Automated short-answer grading (ASAG) remains a challenging task due to the linguistic variability of student responses and the need for nuanced, rubric-aligned partial credit. While Large Language Models (LLMs) offer a promising solution, their reliability as automated judges in rubric-based settings requires rigorous assessment. In this paper, we systematically evaluate the performance of LLM-judges for rubric-based short-answer grading. We investigate three key aspects: the alignment of LLM grading with expert judgment across varying rubric complexities, the trade-off between uncertainty and accuracy facilitated by a consensus-based deferral mechanism, and the model's robustness under random input perturbations and adversarial attacks. Using the SciEntsBank benchmark and Qwen 2.5-72B, we find that alignment is strong for binary tasks but degrades with increased rubric granularity. Our "Trust Curve" analysis demonstrates a clear trade-off where filtering low-confidence predictions improves accuracy on the remaining subset. Additionally, robustness experiments reveal that while the model is resilient to prompt injection, it is sensitive to synonym substitutions. Our work provides critical insights into the capabilities and limitations of rubric-conditioned LLM judges, highlighting the importance of uncertainty estimation and robustness testing for reliable deployment.

🔍 Key Points

  • The paper systematically evaluates the performance of LLMs in rubric-based short-answer grading, revealing that alignment with expert judgment drops significantly as rubric complexity increases.
  • A novel consensus-based deferral mechanism is proposed to manage uncertainty in grading, demonstrating that selectively deferring low-confidence predictions enhances overall accuracy.
  • Robustness testing indicates that while the model is resilient to prompt injection attacks, it is sensitive to semantic perturbations, such as synonym substitutions, highlighting weaknesses in understanding nuanced language variations.
  • The work introduces a 'Trust Curve' methodology to analyze the trade-off between grading coverage and accuracy, enabling more reliable automated grading by adjusting confidence thresholds.
  • The study provides critical insights into the limitations of LLM grading, emphasizing the need for uncertainty estimation and robustness analysis in the deployment of automated grading systems.

💡 Why This Paper Matters

This paper is relevant and important as it addresses key challenges in automated grading with LLMs, offering a detailed evaluation of their alignment, uncertainty management, and robustness to adversarial attacks. The findings underscore the complexity of rubric-based grading and the necessity for integrating human oversight, particularly in higher-stakes educational contexts. Additionally, the proposed methods for uncertainty filtering and robustness testing pave the way for more reliable and transparent automated assessment tools.

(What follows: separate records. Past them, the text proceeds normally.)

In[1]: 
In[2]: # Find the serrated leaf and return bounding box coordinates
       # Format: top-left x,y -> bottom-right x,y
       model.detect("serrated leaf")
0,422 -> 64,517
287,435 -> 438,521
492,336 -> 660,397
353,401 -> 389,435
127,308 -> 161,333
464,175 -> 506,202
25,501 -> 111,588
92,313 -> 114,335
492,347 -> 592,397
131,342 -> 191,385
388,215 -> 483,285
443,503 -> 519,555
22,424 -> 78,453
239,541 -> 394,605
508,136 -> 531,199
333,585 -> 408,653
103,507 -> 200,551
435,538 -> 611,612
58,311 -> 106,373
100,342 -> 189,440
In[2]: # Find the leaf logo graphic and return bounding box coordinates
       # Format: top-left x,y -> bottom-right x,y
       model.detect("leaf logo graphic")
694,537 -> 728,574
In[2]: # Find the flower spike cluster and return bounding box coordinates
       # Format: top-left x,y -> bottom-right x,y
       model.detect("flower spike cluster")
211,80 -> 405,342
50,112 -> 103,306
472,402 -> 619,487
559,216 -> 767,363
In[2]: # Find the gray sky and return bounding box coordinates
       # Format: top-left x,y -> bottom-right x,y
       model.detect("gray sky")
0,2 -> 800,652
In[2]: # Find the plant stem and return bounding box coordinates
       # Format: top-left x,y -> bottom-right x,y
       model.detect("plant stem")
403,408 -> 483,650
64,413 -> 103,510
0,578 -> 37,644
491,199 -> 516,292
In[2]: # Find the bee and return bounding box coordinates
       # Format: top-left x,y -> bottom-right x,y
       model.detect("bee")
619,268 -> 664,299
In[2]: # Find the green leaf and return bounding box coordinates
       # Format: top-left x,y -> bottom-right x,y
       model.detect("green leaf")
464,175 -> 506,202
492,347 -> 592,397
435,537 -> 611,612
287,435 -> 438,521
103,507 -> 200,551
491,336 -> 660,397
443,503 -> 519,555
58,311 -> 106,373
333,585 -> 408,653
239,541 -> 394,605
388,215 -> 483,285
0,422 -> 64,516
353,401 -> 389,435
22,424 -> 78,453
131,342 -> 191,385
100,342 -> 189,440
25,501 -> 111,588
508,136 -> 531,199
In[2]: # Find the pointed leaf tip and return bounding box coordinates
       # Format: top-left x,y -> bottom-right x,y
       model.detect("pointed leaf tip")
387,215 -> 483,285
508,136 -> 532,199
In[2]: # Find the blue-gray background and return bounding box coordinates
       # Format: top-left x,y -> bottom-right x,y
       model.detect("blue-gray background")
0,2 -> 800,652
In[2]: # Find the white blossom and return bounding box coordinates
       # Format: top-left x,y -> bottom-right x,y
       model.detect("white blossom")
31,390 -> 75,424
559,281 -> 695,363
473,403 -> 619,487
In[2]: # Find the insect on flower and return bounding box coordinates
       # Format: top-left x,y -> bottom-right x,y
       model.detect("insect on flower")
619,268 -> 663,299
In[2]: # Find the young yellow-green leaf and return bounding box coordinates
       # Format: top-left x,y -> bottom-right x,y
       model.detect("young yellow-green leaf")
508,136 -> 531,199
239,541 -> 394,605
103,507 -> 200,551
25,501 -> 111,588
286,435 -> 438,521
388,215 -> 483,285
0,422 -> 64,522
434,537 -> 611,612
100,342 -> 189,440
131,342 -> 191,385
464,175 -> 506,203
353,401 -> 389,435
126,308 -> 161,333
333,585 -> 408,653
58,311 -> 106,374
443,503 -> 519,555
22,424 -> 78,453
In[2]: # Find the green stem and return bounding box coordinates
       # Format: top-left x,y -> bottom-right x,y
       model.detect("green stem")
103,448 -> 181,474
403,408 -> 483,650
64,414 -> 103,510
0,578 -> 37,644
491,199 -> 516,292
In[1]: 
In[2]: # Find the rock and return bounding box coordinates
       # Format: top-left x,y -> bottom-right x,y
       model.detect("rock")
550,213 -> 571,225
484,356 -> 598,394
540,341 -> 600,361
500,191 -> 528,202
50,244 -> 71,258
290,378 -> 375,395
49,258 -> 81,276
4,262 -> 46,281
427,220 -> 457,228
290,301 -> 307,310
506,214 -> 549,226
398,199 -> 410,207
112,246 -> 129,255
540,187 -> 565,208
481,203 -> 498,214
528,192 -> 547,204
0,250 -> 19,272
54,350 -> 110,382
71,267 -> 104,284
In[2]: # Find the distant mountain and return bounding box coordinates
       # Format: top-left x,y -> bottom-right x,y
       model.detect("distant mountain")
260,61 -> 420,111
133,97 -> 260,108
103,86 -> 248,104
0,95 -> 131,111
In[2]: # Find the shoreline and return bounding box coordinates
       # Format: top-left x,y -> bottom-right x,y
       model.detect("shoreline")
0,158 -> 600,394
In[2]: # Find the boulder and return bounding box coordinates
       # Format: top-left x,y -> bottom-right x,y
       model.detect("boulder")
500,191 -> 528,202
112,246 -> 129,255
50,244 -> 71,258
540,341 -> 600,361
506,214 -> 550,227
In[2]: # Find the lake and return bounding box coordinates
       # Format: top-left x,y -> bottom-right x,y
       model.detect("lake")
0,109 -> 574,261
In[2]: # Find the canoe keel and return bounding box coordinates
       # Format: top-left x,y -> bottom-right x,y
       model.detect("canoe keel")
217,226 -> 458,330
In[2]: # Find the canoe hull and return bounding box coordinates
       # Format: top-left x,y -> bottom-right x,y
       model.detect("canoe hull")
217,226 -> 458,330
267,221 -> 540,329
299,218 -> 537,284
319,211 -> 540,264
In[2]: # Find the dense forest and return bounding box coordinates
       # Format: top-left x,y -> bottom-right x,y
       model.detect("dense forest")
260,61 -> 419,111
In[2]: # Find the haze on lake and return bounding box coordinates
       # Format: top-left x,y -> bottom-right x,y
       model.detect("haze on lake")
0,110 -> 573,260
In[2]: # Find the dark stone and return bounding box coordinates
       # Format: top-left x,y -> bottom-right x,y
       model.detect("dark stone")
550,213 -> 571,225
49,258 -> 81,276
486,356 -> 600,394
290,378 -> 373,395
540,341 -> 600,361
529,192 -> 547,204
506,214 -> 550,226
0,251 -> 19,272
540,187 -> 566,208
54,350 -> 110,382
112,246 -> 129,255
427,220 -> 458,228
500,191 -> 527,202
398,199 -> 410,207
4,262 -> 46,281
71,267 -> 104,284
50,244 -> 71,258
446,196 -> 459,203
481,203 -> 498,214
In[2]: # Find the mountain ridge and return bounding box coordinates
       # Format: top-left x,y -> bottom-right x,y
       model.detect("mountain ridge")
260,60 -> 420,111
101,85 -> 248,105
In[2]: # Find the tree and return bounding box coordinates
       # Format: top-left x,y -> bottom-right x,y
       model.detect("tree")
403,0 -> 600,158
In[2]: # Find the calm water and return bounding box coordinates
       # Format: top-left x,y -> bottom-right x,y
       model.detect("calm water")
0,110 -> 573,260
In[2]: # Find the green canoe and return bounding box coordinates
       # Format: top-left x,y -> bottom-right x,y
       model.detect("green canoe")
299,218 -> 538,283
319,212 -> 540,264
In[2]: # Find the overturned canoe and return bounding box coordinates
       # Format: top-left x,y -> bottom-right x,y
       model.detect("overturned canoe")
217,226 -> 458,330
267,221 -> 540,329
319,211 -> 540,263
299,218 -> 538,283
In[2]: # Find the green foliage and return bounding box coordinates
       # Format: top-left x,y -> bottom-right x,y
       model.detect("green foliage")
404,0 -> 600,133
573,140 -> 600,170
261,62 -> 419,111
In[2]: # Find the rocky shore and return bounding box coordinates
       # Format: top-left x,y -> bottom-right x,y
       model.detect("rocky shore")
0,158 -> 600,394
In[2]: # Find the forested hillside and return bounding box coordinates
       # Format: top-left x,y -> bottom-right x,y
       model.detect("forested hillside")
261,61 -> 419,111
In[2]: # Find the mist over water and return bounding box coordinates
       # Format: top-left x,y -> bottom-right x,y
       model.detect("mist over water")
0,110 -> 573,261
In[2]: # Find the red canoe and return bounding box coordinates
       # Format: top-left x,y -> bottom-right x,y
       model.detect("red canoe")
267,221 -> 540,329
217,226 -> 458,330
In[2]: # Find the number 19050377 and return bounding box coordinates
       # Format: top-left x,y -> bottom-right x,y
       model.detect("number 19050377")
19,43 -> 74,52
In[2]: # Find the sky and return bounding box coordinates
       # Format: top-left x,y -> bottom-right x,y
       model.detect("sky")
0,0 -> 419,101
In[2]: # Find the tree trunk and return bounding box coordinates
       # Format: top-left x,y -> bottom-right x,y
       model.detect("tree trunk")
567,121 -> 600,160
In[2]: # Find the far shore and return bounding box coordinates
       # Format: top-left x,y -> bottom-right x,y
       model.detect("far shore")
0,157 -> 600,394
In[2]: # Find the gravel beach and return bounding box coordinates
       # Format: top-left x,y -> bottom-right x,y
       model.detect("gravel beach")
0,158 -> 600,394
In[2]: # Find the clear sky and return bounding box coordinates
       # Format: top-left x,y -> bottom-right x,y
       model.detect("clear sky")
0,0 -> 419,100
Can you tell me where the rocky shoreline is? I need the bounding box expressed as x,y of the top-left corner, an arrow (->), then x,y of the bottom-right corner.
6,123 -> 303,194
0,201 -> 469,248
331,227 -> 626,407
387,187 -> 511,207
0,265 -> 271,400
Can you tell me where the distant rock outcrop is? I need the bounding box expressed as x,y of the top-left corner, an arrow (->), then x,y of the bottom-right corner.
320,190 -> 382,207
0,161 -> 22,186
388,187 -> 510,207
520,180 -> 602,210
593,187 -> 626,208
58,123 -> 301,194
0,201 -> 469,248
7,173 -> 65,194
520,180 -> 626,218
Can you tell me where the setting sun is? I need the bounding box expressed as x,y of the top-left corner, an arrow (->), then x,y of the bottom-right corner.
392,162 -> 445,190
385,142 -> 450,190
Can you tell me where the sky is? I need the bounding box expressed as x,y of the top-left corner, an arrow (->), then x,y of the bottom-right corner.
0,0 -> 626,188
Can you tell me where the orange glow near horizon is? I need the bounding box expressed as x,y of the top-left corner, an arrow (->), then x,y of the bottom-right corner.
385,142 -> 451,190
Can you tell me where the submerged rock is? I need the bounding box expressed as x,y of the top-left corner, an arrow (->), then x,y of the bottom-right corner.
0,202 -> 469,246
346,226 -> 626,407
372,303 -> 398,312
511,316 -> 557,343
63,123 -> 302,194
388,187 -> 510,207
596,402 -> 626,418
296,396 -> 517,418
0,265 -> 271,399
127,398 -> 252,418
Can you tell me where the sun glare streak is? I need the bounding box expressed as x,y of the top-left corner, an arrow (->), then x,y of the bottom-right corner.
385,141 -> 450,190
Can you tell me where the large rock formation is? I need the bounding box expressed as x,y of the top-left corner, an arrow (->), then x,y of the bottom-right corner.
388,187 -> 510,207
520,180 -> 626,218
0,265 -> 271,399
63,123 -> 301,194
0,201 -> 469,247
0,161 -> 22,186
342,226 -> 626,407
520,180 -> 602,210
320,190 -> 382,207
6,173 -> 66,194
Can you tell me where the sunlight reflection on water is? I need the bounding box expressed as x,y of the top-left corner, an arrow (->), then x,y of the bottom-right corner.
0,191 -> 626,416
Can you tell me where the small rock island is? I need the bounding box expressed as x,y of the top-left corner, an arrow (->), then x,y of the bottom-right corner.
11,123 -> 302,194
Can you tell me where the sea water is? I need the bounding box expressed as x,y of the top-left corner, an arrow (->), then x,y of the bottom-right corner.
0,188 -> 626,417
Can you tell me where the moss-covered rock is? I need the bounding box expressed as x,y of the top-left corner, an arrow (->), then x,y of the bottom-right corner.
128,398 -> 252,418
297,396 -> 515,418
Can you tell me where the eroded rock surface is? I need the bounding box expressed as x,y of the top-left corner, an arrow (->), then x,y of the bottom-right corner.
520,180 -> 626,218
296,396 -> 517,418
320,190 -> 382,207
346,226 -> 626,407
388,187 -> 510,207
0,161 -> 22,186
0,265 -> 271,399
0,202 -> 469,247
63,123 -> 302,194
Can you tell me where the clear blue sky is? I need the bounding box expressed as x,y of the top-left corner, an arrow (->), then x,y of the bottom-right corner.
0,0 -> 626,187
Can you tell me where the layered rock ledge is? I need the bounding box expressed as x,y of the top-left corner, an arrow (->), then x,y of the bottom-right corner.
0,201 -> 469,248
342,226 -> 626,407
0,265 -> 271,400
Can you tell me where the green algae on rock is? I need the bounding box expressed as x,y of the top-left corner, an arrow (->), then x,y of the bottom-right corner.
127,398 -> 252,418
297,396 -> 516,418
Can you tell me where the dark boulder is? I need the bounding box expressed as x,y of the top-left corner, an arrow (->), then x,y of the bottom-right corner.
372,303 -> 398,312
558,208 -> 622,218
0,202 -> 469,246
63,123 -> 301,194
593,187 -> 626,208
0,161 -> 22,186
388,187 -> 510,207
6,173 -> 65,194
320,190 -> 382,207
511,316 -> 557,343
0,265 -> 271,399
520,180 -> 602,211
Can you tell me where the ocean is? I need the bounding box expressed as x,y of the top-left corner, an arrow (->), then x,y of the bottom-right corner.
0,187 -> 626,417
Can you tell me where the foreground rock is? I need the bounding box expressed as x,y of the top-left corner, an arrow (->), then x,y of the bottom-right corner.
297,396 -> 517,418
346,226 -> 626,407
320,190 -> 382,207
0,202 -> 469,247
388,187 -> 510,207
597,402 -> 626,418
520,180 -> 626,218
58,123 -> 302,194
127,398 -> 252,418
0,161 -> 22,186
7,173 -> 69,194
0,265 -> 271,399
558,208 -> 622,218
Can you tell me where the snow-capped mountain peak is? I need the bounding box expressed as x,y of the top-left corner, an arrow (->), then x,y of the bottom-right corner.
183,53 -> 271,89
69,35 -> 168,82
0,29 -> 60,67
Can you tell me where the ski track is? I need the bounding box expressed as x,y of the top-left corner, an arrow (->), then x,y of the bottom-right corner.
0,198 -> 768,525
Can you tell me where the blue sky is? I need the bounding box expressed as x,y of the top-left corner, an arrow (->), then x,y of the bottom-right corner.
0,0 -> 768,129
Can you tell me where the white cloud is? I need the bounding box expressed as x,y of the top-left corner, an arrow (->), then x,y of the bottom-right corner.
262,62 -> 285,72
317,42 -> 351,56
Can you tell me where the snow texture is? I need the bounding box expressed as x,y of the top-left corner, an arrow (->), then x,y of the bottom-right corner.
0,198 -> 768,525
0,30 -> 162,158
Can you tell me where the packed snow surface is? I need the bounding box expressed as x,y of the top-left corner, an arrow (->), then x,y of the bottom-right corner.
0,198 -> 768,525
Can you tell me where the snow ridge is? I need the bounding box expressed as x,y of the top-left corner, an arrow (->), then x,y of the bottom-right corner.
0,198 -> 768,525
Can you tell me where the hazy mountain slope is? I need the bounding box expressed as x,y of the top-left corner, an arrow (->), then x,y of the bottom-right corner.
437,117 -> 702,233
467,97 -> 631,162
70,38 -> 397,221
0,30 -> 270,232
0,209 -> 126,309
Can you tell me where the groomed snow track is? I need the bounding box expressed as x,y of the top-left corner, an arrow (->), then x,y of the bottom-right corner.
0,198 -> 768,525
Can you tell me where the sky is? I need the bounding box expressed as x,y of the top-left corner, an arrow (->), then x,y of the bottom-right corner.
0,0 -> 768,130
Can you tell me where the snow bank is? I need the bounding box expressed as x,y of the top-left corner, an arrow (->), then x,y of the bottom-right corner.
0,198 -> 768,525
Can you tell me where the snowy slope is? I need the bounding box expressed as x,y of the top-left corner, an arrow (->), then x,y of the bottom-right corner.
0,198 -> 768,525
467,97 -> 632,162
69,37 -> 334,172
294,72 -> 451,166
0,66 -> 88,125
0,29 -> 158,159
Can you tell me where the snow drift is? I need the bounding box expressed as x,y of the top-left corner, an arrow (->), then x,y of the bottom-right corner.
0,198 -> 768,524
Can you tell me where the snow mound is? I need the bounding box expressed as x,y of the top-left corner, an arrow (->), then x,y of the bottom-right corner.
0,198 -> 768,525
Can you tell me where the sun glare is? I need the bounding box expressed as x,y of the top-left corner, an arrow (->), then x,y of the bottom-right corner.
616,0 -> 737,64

🎯 Why It's Interesting for AI Security Researchers

This paper would be of interest to AI security researchers as it explores robustness against adversarial attacks, a critical aspect of deploying AI systems in real-world scenarios. By highlighting specific vulnerabilities, such as sensitivity to perturbations and potential for hallucinations, the research contributes valuable knowledge toward developing more secure AI applications, particularly in educational environments where integrity in evaluation is paramount.